Gregory Clark, newspaperman, soldier, outdoorsman, humorist (b at Toronto 25 Sept 1892; d there 3 Feb 1977). Greg Clark attended Harbord Collegiate, followed by a year at the University of Toronto, after which he began his career with the Toronto Star. He worked for the Star from 1911 to 1947.
In WWI he went overseas with the 4th Canadian Mounted Rifles and won the Military Cross as an infantry lieutenant at Vimy Ridge. He returned to the Toronto Star as a reporter and for the next 30 years he covered major news events, including the Great Haileybury Fire of 1922, the Lindbergh Kidnap Trial in 1935, the Moose River mine disaster in 1937, and the coronation of King George VI and the royal couple's 1939 tour of Canada.. He began to write humour stories for the Star's companion publication, the Toronto Star Weekly.
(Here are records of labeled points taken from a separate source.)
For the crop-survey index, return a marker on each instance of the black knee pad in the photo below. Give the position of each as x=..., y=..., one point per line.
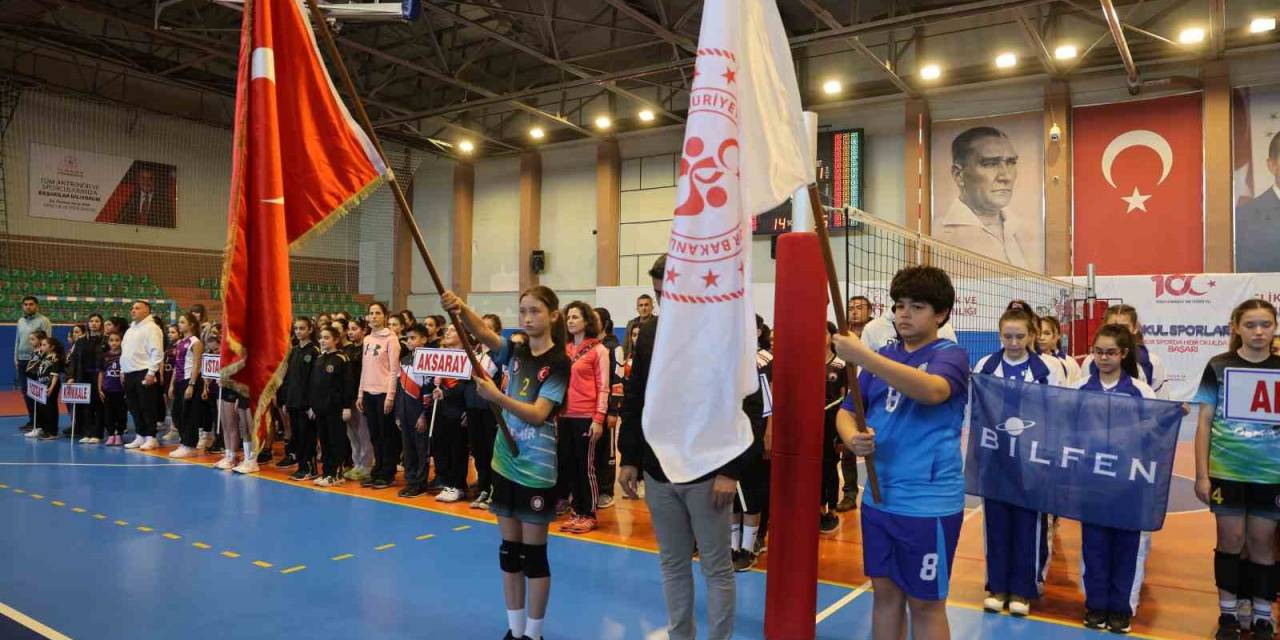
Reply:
x=1264, y=580
x=510, y=557
x=535, y=561
x=1226, y=571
The most popular of these featured the comic misadventures of Clark and his hunting and fishing companion, cartoonist Jimmie Frise.
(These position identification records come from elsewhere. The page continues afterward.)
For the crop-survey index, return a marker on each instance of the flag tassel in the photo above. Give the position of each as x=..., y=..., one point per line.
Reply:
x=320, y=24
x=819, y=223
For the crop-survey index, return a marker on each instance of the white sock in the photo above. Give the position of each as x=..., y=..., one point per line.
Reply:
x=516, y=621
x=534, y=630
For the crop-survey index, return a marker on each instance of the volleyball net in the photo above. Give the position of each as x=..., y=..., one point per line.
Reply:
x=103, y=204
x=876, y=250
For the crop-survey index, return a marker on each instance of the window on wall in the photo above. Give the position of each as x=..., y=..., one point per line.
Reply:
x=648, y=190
The Star was well-served by the Clark family. Greg Clark's father, Joseph T. Clark, was the editor-in-chief and his son, James Murray Clark, was also a Star journalist; the younger Clark was killed serving with the Regina Rifle Regiment in 1944. Indeed, Clark is a prominent name in the field of journalism; Greg Clark was the great-uncle of well-known broadcaster Tom Clark.
During WWII Clark went overseas again, this time as a war correspondent, reporting from the UK, Sicily, Italy and France. For this he was named an Officer of the Order of the British Empire and awarded the Service Medal of the Order of Canada.
In 1947 Clark and Frise switched their work to the Montreal Standard, which became Weekend Magazine. After the death of Frise, Clark's stories were illustrated by Duncan MACPHERSON. Clark's zest for life was reflected in his 19 books, one of which won the Leacock Award For Humour. Greg Clark was invested as an Officer of the Order of Canada in 1968.